Setelah belasan tahun mengadu nasib di Malaysia, Umaya (59) akhirnya pulang ke kampung halamannya di Cirebon, Jawa Barat. Tidak lama kemudian, ia berpulang untuk selamanya, membawa semua kisah pahitnya.
Rabu (3/3/2021) itu adalah hari ke-40 perginya Umaya. Tidak ada yang istimewa di rumahnya di Desa Astana, Kecamatan Gunung Jati. Bangunannya justru tampak rapuh. Dindingnya bata tanpa plafon. Untuk masuk, tubuh harus menyerong karena bagian depan rumahnya terimpit tembok tetangga.
Meskipun lama kerja di Malaysia, Umaya tidak menyimpan uang jutaan rupiah seperti pekerja migran lainnya. ”Waktu pulang 10 bulan lalu, kakak saya hanya membawa Rp 40.000. Penglihatannya terganggu. Tiga bulan berikutnya, dia enggak bisa jalan karena diabetes,” kata Afifah (50), adik Umaya.

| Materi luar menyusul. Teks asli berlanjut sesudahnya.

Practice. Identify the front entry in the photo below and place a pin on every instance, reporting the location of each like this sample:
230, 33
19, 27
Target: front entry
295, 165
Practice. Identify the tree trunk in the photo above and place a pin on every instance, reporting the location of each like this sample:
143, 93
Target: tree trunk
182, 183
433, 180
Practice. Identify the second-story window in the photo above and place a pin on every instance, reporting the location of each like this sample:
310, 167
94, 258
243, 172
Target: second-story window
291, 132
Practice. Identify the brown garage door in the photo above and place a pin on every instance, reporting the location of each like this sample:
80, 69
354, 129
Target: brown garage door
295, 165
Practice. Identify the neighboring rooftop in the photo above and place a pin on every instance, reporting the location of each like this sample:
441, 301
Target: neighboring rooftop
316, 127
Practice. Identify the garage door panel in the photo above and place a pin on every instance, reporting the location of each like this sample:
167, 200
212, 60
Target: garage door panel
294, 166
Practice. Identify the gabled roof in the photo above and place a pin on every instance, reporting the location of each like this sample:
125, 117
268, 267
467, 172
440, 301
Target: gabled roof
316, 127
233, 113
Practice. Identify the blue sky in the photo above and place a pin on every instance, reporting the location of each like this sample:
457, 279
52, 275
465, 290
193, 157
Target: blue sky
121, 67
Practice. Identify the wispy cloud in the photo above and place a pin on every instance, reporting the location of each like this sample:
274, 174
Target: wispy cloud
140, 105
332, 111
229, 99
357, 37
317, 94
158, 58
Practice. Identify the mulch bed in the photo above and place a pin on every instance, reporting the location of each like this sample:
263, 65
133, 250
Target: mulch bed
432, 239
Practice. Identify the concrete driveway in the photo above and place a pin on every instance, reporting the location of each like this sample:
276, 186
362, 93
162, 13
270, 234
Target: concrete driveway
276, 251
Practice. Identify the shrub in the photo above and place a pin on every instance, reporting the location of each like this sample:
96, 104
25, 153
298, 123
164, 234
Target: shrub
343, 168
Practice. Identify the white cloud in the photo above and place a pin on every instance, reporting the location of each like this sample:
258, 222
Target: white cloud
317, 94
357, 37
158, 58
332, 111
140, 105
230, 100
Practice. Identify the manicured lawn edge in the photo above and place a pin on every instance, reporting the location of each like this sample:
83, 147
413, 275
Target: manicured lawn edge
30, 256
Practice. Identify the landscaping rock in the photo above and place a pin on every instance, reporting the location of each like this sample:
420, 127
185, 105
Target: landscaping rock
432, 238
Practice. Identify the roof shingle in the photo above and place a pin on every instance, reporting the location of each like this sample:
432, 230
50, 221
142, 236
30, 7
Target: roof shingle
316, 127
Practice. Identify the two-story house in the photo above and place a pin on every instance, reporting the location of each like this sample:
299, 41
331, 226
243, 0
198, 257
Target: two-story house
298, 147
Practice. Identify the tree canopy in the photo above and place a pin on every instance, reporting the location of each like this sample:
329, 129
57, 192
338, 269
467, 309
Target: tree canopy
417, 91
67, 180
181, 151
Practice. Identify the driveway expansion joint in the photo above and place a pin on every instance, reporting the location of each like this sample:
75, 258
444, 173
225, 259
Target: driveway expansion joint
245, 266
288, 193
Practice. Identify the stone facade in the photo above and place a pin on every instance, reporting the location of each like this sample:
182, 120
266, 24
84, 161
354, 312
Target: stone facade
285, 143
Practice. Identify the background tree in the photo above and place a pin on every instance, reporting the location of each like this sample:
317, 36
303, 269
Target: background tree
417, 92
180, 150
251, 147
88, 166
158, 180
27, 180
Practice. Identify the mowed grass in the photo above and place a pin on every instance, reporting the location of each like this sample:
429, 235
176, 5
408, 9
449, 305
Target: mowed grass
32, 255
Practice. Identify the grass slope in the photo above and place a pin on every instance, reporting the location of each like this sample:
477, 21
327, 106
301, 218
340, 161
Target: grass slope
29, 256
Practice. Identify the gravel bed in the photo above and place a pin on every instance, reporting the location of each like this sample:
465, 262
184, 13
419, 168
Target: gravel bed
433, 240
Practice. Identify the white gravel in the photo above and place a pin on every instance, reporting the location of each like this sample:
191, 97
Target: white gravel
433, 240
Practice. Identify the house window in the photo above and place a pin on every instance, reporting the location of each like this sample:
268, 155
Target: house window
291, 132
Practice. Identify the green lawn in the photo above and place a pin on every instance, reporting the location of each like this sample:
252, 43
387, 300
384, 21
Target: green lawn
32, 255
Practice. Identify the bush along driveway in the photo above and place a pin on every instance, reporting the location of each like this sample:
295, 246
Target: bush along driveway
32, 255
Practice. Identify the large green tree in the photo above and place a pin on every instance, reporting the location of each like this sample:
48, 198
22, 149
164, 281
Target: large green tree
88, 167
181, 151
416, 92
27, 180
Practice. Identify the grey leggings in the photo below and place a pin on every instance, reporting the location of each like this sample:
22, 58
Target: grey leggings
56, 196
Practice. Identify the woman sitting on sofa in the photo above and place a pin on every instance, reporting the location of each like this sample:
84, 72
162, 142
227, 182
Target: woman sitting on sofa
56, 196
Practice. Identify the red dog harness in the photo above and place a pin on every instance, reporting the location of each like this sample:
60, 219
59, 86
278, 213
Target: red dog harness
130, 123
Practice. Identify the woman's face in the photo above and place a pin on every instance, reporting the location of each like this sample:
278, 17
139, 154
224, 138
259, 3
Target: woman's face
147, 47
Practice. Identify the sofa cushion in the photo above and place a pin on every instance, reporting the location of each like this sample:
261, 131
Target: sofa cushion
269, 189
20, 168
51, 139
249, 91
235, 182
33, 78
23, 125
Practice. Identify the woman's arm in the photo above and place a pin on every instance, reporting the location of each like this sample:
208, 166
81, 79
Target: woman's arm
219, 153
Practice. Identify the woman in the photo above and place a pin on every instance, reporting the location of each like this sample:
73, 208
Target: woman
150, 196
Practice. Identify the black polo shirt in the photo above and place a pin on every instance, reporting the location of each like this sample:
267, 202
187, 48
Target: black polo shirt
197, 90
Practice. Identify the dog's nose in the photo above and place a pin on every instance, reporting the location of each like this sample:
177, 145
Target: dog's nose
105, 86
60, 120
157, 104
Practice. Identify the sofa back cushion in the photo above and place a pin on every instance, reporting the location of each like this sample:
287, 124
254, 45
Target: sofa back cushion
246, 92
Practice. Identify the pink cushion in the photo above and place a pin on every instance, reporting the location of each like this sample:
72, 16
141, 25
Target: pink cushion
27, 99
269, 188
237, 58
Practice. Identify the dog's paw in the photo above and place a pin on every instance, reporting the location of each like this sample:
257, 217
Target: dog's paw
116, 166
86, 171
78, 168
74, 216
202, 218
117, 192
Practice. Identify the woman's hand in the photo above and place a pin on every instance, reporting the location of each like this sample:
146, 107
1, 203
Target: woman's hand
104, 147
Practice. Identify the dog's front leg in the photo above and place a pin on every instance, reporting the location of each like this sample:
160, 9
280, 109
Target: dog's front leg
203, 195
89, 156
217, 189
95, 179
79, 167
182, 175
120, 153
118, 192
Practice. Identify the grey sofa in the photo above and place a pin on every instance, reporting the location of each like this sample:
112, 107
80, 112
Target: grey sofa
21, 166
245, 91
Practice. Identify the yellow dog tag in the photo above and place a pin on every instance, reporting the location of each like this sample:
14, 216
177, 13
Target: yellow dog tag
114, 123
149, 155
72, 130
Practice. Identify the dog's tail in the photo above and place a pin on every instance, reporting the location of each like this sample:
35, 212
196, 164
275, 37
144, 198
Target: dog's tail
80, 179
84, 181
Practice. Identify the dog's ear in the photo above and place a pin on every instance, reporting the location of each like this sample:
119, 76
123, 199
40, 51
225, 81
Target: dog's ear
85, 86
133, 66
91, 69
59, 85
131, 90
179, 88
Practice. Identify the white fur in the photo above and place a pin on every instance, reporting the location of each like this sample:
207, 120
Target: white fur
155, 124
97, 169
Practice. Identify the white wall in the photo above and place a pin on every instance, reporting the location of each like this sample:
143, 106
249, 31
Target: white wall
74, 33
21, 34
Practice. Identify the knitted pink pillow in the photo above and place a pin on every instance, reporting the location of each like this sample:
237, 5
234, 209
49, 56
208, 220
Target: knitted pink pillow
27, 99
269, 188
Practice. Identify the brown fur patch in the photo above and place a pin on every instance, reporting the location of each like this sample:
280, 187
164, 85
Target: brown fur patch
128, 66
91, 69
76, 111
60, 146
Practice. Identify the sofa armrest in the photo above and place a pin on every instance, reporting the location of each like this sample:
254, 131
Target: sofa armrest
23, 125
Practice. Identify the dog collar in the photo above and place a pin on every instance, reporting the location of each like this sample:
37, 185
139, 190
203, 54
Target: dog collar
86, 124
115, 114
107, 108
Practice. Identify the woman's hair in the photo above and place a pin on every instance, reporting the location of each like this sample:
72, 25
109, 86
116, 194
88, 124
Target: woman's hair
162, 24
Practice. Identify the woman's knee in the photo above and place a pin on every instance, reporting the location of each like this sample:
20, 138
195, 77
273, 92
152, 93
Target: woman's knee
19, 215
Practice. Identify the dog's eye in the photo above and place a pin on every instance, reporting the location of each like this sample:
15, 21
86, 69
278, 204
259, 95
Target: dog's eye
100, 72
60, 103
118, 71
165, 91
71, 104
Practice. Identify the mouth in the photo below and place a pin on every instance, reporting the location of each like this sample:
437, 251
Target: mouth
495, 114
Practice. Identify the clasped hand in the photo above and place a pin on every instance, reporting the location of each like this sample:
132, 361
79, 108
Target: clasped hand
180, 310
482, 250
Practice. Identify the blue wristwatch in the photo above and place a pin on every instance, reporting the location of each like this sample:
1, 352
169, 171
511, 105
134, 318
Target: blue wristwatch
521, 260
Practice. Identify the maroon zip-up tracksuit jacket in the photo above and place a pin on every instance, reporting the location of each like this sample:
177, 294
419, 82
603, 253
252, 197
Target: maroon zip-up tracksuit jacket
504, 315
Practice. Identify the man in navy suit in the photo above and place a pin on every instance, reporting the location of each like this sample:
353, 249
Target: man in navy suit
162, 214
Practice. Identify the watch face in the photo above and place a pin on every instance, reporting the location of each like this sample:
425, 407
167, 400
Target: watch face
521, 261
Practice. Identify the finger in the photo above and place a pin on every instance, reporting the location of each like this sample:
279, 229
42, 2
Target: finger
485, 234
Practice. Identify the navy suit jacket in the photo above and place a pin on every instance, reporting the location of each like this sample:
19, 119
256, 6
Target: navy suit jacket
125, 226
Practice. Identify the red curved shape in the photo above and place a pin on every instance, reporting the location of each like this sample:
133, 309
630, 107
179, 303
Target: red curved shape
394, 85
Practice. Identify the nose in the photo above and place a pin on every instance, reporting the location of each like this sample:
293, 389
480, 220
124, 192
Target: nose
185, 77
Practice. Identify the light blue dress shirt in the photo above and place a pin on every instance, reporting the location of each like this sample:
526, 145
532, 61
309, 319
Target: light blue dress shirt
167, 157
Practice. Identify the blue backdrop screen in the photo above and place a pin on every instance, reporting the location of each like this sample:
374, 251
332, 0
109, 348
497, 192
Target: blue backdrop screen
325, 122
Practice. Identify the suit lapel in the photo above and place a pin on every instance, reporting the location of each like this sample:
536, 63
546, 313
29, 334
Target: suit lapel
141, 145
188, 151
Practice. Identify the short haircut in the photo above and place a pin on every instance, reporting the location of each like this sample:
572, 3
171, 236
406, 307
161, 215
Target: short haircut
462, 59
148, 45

Umaya berangkat ke Malaysia 2005 silam. Itu kali ketiga ia menjadi pekerja migran Indonesia (PMI) setelah di Arab Saudi dan Brunei Darussalam. Perempuan lajang itu terpikat iming-iming pekerjaan di pabrik garmen milik temannya. Ia meninggalkan tiga mesin bordir miliknya hasil kerja di Brunei. Barang-barang itu disimpan dalam kamar, terkunci.
Baca juga: Bekal Pengetahuan Minimal Berujung Petaka Maksimal Calon Pekerja Migran Brebes
Malaysia memang diminati. Negara ini dipilih PMI asal Cirebon terbanyak kedua pada 2020, yakni 509 orang. Penempatan PMI asal Cirebon paling banyak ada di Hong Kong, sejumlah 541 orang.
Afifah berangkat tanpa paspor. Pilihan fatal yang bakal berujung panjang di kemudian hari. Sempat ditampung di Medan, kakaknya mampu menembus Malaysia melalui jalur darat. Di tempat baru, kisah suramnya dimulai.
”Ternyata, temannya itu menjual kakak saya. Di sana dia jadi buruh nyuci di warung. Dia berpindah-pindah majikan. Gajinya juga enggak dibayar penuh,” katanya.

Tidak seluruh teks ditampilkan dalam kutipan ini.